Наташа с улыбкой показала на свою книгу.

— Вот видишь, — сказала она, — я так и делаю. А то, что ты читаешь сейчас, это может быть и очень занятно, но ни к чему, миленький… Проводить в жизни этого нельзя.

— Значит, бескорыстную работу мысли ты и нужной не считаешь?

— Бесплодную? Нет, не считаю нужной.

— И художественное наслаждение ни к чему?

— А это уж и вовсе без книг доступно.

— Ну, поздравляю тебя: ты на точке зрения Мокия Кифыча!

— Вот ты так действительно хочешь меня уязвить. Разве я отрицаю все это? Я только говорю, нам-то, нам-то это не нужно, — всем, которые не у дел и принуждены вариться в своем собственном соку, и бессильны, и лишние… Где-нибудь на Западе, — я не спорю. Там если горят дрова и накопляется пар, так сейчас же двигаются поршни, рычаги, колеса… А у нас — пшик и больше ничего.

— Отражение мыслей вашего почтенного папаши. Когда-то ты опровергала их.

— Не сердись, пожалуйста. Лучше перестанем говорить. Когда-то опровергала, теперь соглашаюсь, вот и все.

— Чем же, позвольте вас спросить, двигалось русское общество, если «пшик» и больше ничего?
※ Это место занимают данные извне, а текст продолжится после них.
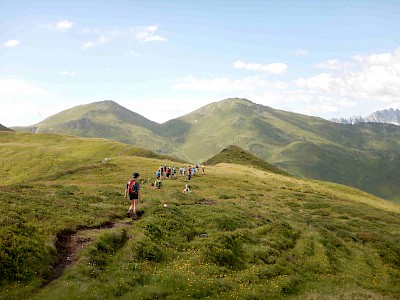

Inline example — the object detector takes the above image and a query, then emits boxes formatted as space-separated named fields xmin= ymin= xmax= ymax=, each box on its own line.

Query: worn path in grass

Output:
xmin=46 ymin=219 xmax=133 ymax=285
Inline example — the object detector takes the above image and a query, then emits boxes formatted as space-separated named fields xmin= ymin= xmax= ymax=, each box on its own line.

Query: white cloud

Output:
xmin=0 ymin=78 xmax=45 ymax=99
xmin=40 ymin=20 xmax=74 ymax=32
xmin=295 ymin=49 xmax=400 ymax=102
xmin=134 ymin=25 xmax=167 ymax=43
xmin=129 ymin=51 xmax=140 ymax=57
xmin=233 ymin=60 xmax=288 ymax=75
xmin=4 ymin=40 xmax=20 ymax=48
xmin=82 ymin=41 xmax=96 ymax=50
xmin=292 ymin=49 xmax=308 ymax=57
xmin=0 ymin=78 xmax=48 ymax=126
xmin=316 ymin=59 xmax=354 ymax=71
xmin=173 ymin=76 xmax=287 ymax=92
xmin=55 ymin=20 xmax=73 ymax=31
xmin=61 ymin=70 xmax=75 ymax=76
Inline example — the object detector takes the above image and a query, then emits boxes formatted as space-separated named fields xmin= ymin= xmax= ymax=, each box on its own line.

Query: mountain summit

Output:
xmin=10 ymin=98 xmax=400 ymax=202
xmin=332 ymin=108 xmax=400 ymax=125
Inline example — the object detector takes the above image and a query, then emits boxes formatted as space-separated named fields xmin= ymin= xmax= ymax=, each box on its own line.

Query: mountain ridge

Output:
xmin=10 ymin=98 xmax=400 ymax=201
xmin=331 ymin=108 xmax=400 ymax=125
— Неволею и… жертвами, Алеша.

— Ну, уж это для меня абракадабра!

— Как хочешь.

— Да ты хоть растолкуй, пожалуйста.

— Ах, оставь, миленький, этот свой тон, не совсем же я дура. Будь Россия без материальных сношений с Западом — без торговли, без финансовых сделок, без войны, — поверь, никуда бы она не двигалась. Книжки бы умные читали, лекции слушали, искусства насаждали, а крепостные оставались бы крепостными и Шемякин суд — Шемякиным судом.

— Ого! Это уже отражение моих мыслей, не Петра Евсеича!

— Все равно. Я хочу только сказать, что там горнило, — не у нас; что у нас жизнь определяется пока стихийными, грубыми, механическими интересами; что сила сознания у нас еще ничто… Одним словом — нам остается только дожидаться. Этим и занималась российская интеллигенция со времен Екатерины. Этим же занимаемся и мы.

— А в ожидании что надо, по-твоему, делать?

— Воспитывать как следует детей.

— И больше ничего?

— Учиться жертвовать.

— Чем же это, позволь тебя спросить?

— Всем, Алеша. Положением, состоянием, привычками, личным счастьем… жизнью наконец.

— Но этому и учит образование и литература. Ты их отвергаешь.

— Этому учит Христос и наша человеческая природа.

— Ну, ты, кажется, с усердием прочитала литографические тетрадки, что мы привезли с собою из Москвы…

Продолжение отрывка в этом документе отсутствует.